Deux types généraux de canonnières se rencontrent à Espelette. Celles à fente de visée courte et orifice de tir circulaire dissocié apparaissent au milieu du XVe siècle. En revanche, celles à ébrasement extérieur, dites « à la française », ne se rencontrent qu’à partir de 1470, notamment dans les fortifications royales de Louis XI. Une fortification royale ou d’influence royale sous Louis XI ? Par l’ampleur de son plan et la qualité de la maçonnerie, cette réalisation est sans commune mesure avec les châteaux des petits seigneurs locaux.
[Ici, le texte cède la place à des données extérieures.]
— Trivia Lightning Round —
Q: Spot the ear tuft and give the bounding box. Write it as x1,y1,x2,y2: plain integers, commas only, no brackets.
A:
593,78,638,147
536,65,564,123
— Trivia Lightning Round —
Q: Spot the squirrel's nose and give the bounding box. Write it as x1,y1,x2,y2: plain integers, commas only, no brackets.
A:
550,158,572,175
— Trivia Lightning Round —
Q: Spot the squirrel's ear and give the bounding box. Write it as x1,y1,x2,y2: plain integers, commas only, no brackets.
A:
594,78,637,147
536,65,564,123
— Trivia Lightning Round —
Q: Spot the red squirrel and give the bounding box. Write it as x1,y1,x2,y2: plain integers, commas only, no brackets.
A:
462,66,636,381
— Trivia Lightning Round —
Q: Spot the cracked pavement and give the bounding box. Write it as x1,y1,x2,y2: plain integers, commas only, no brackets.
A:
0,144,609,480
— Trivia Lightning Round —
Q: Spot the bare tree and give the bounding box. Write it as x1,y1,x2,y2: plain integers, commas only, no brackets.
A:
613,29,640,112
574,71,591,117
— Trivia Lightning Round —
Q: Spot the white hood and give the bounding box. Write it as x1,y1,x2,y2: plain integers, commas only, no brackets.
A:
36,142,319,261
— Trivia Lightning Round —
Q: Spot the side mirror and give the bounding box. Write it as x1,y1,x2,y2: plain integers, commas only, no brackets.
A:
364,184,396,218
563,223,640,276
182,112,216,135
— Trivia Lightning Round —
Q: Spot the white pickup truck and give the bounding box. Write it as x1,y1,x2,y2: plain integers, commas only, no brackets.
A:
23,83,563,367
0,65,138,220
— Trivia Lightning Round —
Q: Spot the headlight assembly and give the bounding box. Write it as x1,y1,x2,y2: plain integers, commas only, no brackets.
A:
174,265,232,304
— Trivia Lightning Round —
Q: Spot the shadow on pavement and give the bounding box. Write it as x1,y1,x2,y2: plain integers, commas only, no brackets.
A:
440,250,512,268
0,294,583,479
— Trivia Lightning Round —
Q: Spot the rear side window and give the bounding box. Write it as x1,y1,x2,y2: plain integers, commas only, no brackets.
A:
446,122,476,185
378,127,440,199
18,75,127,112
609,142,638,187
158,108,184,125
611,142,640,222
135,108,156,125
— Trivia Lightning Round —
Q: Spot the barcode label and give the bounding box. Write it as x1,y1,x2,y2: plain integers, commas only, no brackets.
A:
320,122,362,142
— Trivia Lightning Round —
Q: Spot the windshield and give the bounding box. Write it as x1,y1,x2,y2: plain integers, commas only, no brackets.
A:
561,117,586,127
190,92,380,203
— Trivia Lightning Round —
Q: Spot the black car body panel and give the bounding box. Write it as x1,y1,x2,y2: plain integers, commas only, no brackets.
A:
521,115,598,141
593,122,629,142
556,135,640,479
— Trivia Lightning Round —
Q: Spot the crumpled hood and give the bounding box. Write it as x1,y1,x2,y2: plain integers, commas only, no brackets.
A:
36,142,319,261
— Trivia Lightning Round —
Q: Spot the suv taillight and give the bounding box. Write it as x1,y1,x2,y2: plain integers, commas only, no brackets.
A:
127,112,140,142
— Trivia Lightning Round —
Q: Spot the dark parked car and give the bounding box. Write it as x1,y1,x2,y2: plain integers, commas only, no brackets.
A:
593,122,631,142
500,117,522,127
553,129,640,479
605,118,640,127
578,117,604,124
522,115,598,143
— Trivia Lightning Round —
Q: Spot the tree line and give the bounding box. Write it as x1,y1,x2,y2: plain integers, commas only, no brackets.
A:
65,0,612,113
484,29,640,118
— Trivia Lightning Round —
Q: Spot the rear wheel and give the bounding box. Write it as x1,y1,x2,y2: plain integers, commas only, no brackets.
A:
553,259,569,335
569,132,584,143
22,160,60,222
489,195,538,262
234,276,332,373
La forteresse d’Espelette serait un édifice du troisième quart de XVe siècle, bâti sur un plan hérité du shell keep britannique, si fréquent au XIIIe siècle dans l’Aquitaine anglaise. Le château procède d’une formule à la fois archaïsante dans l’adaptation à l’artillerie dont la faible épaisseur des murs des tours et rationnelle dans le plan de feu adapté à ce polygone. Pour ces raisons, l’ouvrage renverrait sans équivoque à un contexte royal français postérieur à la Conquête, mais dont les archaïsmes suggèrent l’intervention de maîtres d’œuvres locaux. On peut s’étonner de ne pas trouver cette forteresse sur une grande route transfrontalière. En fait, ce château à Espelette semble être davantage l’affirmation d’une domination féodale sur les habitants de la région que le résultat d’un choix géographique stratégique. Toutefois, il ne faut pas négliger la proximité de l’Espagne et la défense de la frontière.

En 1451, le Labourd retrouve définitivement la couronne de France et dès 1462, Jean II de Ezpeleta jure fidélité au souverain français. Après quoi, Louis XI fait ériger la seigneurie en baronnie et donne au nouveau baron une pension annuelle. On peut alors envisager que la fortification mise au jour est édifiée à cette époque en signe d’attachement au pouvoir royal français.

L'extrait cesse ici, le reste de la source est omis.